We were scheduled to visit several other countries after France. My wife, who is a great planner, had put together an itinerary that would rival any professional tour company. After being in Paris for an hour, I said to her, “I want to cancel the rest of our trip and spend as much time in Paris as possible.”
To my great surprise, she said, “I do, too!”
This change of plans would require a great deal of replanning, canceling train and hotel reservations, and making sure we’d have a place in Paris to stay. It was a lot of work for her. But my wife had fallen in love with Paris as much as I had.
It’s hard to explain love and why it can strike you in an instant. However, our love for Paris is, I hope, not a blind infatuation.
As I mentioned, Paris has more tricksters and thieves on the streets than any other city I’ve been in. You also have to watch where you step because the sidewalk can be torn up or littered with dog poop. French men, for some reason, think they have the right to stand in the corner of two buildings and “baptize” the walls (some building corners even bristle with iron barriers to discourage this practice). French bureaucracy is a nightmare that even defeats the French. The French language constantly confounds me (I have a theory that some part of the French government is devoted to making sure the way words sound doesn’t match how they’re spelled). The most common sport in Paris is going on strike or blocking up the roads in a demonstration. France is beset with many serious religious, economic, political, and social challenges.
Yet, despite my recognition of all these flaws, when my wife and I go to Paris we feel comfortable, and we feel very happy.
When people hear we spend 25% of our time in Paris, they always ask me if it’s because we have business or relatives there. I always feel guilty that the answer is just that we want to be there. There’s no special reason we have to be there, except we’re in love.

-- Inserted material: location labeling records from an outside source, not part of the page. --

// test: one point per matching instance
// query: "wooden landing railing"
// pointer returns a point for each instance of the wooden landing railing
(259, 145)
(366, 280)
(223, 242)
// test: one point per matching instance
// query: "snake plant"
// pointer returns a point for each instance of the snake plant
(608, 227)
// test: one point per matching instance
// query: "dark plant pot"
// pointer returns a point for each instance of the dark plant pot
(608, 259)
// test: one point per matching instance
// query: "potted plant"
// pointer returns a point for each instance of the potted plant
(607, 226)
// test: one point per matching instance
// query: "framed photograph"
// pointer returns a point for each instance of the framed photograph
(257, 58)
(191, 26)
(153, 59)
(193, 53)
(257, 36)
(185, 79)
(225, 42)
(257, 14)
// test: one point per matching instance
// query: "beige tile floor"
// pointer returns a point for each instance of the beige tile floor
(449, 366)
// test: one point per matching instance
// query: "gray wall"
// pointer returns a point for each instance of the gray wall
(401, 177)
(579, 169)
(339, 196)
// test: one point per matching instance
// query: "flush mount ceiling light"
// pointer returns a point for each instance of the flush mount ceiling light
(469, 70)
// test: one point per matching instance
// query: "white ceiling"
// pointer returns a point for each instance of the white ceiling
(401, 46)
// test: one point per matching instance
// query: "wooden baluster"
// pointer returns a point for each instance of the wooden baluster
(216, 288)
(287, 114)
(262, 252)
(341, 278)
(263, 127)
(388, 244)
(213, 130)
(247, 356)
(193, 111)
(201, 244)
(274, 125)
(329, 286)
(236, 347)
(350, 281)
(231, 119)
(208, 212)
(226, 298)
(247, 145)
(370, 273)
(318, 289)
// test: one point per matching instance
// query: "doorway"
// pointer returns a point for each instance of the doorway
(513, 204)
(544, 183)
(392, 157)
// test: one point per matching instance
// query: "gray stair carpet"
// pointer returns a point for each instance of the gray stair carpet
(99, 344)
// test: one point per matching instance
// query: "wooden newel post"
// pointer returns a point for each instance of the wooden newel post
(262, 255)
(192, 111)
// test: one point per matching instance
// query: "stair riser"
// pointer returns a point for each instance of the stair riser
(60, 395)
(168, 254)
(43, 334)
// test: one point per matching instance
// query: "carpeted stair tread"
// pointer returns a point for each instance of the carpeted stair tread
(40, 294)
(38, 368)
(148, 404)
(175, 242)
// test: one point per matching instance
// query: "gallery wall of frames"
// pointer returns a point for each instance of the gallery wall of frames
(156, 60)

I recognize how lucky we are. Someone once told me that my life was their dream. But I also recognize that soon our health or our money will prevent us from continuing. Until then, we’ll spend part of our year visiting the many French friends we’ve made. Going to plays, exhibits, and concerts. Sampling boulangeries all over the city looking for the perfect croissant, And trying to see all the free museums that woman on Pont Neuf told us about a decade ago.